1. Das Vatikanum II. als “Legitimation” einer neuen Epoche. Wenn irgendein politisches, gesellschaftliches oder auch wirtschaftliches System an sich soweit gut funktioniert und dabei für die Allgemeinheit durchaus nennenswerten Nutzen bringt, dann ist es nicht unbedingt klug, es einer radikalen Veränderung zu unterziehen. Dies würde wohl kein kluger Kopf machen. Allenfalls bringt man gelegentlich einige wenige Korrekturen an, um es vielleicht im Hinblick auf die Frage nach dem Erreichen einer noch höheren Wirksamkeit bei der Umsetzung in die Praxis zu verbessern, lässt es aber in seinen Grundstrukturen bestehen. Umso weniger zweifelt man am betreffenden System als solchem bzw. stellt es grundsätzlich in Frage, geschweige denn hebt es sogar gänzlich auf.

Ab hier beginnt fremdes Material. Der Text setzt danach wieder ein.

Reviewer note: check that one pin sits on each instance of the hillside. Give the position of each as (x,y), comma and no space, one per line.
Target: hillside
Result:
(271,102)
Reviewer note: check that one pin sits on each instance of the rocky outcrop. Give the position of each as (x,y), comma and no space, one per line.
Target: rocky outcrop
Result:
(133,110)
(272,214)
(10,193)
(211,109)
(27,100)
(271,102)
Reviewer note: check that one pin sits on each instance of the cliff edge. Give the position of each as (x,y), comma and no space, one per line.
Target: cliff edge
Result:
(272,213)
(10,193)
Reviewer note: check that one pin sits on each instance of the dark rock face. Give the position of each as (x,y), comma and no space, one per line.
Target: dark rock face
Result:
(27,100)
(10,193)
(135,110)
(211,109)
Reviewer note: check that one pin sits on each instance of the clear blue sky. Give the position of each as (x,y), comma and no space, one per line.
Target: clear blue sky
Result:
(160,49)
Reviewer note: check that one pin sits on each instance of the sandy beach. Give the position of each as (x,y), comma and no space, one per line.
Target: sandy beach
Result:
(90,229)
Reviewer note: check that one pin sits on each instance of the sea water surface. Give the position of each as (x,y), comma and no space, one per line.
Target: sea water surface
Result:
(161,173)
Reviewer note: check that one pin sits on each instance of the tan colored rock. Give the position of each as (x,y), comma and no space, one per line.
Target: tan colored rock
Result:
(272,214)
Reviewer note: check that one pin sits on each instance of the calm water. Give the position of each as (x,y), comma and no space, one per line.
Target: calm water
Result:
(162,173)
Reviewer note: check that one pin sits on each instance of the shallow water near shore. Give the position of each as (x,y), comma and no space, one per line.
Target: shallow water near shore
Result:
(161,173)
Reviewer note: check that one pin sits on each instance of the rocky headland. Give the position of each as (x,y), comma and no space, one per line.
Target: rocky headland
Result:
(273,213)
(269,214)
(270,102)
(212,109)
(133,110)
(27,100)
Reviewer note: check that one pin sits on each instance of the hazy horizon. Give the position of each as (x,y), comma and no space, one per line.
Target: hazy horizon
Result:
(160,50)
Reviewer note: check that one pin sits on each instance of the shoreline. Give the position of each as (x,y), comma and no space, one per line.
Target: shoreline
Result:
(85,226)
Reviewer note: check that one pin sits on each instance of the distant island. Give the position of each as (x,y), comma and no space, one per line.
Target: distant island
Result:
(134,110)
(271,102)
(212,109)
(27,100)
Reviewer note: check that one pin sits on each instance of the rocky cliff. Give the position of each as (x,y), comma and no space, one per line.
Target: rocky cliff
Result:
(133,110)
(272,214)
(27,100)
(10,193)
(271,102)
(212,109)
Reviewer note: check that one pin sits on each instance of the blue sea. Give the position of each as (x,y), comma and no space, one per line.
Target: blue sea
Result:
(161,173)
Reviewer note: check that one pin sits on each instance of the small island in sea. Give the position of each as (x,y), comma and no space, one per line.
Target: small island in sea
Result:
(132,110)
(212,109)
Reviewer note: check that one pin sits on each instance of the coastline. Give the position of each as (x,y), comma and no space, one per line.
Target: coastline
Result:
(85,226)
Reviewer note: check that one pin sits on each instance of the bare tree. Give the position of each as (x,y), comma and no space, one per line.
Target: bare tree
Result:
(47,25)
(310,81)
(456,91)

Aber wenn dann jemand dennoch diesen letzteren Weg der radikalen Veränderung des bisher gut funktionierenden Systems gehen wollte - unvernünftigerweise! -, wird er sich in der Regel gezwungen fühlen, schon solche Gründe dafür anzuführen, die als sehr ernsthaft und schwerwiegend erscheinen, um seinen neuen bzw. revolutionären Kurs zu rechtfertigen. Denn sonst stellen sich z.B. die betroffenen Bürger, gesellschaftlichen Gruppen oder Firmen die grundsätzliche Frage, wozu denn die ganzen essentiellen Änderungen und Neuerungen bzw. welche eigentlichen Ziele denn der Reformer damit verfolge.

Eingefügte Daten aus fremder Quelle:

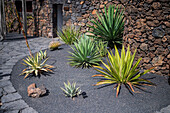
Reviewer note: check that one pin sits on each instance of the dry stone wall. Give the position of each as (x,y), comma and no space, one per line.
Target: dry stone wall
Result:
(147,27)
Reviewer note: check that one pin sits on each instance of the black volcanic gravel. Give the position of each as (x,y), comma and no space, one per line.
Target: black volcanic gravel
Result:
(97,99)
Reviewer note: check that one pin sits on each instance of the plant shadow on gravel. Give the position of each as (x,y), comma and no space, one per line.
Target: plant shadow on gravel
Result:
(84,95)
(39,75)
(140,88)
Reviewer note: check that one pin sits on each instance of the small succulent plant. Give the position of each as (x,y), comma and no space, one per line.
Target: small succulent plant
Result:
(71,90)
(69,34)
(102,47)
(54,45)
(35,65)
(84,54)
(42,54)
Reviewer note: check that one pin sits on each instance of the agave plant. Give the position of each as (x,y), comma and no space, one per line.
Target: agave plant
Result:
(120,70)
(102,47)
(54,45)
(84,53)
(42,55)
(109,26)
(71,90)
(69,35)
(35,65)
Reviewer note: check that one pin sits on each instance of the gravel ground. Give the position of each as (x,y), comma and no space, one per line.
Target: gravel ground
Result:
(96,99)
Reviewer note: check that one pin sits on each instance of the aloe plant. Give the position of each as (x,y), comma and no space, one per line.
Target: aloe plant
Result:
(84,53)
(71,90)
(109,26)
(122,70)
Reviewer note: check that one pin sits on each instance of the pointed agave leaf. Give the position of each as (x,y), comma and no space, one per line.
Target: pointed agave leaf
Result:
(119,70)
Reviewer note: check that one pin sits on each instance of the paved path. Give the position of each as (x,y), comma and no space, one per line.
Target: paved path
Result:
(10,53)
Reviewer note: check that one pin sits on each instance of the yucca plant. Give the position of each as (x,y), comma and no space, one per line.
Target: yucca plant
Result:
(54,45)
(71,90)
(35,65)
(102,47)
(122,70)
(84,53)
(109,26)
(69,34)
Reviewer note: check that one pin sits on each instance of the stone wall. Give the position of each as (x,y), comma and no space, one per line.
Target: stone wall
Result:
(147,27)
(42,13)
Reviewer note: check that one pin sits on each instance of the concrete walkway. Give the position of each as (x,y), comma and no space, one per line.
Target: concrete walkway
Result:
(10,52)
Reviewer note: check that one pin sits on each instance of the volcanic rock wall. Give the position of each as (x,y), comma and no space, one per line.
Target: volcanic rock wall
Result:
(147,27)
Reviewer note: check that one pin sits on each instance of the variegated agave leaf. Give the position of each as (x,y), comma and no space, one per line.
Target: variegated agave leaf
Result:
(122,70)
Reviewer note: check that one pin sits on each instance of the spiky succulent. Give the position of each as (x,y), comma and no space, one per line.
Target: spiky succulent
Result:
(54,45)
(84,53)
(69,34)
(71,90)
(35,65)
(102,47)
(122,70)
(109,26)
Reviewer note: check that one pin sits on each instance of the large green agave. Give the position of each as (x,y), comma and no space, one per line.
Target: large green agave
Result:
(120,70)
(109,26)
(84,53)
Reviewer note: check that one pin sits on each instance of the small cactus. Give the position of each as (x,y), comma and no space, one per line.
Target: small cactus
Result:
(54,45)
(71,90)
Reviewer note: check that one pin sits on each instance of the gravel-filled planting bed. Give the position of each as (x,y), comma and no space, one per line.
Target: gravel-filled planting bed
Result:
(95,99)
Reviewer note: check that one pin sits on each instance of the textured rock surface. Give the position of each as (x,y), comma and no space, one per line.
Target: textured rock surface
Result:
(146,28)
(36,92)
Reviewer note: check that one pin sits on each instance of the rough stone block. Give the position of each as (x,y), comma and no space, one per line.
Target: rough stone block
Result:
(28,110)
(16,105)
(9,89)
(10,97)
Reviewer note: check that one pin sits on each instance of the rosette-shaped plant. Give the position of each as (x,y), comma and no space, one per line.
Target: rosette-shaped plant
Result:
(122,70)
(35,65)
(109,26)
(71,90)
(84,53)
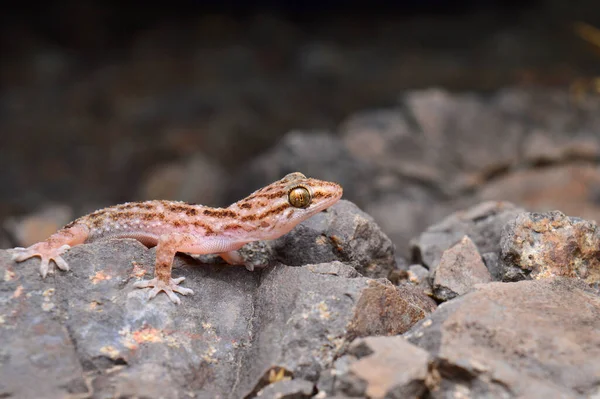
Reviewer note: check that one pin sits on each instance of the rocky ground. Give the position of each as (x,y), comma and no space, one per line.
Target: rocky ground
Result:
(497,302)
(463,260)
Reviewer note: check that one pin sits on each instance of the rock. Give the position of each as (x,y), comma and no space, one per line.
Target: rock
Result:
(221,341)
(383,367)
(493,264)
(435,137)
(385,309)
(304,316)
(528,339)
(403,216)
(482,223)
(541,245)
(287,389)
(197,180)
(343,232)
(460,268)
(317,154)
(417,274)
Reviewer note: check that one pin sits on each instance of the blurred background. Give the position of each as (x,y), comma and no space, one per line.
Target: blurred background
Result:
(418,108)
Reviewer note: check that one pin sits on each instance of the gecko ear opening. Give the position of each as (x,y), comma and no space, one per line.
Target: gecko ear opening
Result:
(299,197)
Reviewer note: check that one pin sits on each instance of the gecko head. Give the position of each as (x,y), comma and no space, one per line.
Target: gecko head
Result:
(277,208)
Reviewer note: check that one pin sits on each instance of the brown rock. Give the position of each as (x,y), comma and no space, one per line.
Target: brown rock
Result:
(529,339)
(541,245)
(572,188)
(384,367)
(39,225)
(384,309)
(482,223)
(460,268)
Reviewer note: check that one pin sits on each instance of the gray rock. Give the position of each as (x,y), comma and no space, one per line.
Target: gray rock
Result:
(287,389)
(460,268)
(90,327)
(382,367)
(303,318)
(343,232)
(529,339)
(482,223)
(540,245)
(417,274)
(493,264)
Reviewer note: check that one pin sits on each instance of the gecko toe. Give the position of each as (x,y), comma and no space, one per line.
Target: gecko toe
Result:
(170,289)
(183,291)
(177,280)
(174,298)
(61,263)
(143,284)
(45,267)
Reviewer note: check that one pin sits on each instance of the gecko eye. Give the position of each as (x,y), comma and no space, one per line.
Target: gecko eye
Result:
(299,197)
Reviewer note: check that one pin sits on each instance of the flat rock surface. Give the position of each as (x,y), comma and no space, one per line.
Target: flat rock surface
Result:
(529,339)
(382,367)
(460,268)
(89,330)
(540,245)
(482,223)
(343,233)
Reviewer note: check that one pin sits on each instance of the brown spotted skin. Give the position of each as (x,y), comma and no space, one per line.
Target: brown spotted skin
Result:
(174,226)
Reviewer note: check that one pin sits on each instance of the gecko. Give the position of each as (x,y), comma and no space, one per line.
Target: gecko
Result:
(175,226)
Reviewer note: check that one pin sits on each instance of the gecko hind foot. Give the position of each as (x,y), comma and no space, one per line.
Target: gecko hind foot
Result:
(49,257)
(170,289)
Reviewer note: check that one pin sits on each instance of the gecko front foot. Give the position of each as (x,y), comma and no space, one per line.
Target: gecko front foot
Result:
(46,253)
(169,289)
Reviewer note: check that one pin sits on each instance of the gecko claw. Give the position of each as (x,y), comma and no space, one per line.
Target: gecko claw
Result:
(20,254)
(169,289)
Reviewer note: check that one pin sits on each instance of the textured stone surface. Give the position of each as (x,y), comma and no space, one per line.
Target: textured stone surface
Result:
(90,328)
(460,268)
(383,367)
(287,389)
(529,339)
(570,187)
(482,223)
(343,232)
(540,245)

Denn wenn diese Neuerer nicht einmal versuchen würden, wenigstens scheinbar bzw. angeblich schwerwiegende Gründe für ihren Austausch des bewährten Systems durch ihre neu erdachte Theorie anzuführen, würden sie ja sozusagen Gefahr laufen, dass ihre “Reformen” von der Öffentlichkeit mehrheitlich nicht angenommen, sondern gänzlich verworfen werden. Es geht eben um die Frage nach der Legitimation des eigenen geplanten Vorhabens.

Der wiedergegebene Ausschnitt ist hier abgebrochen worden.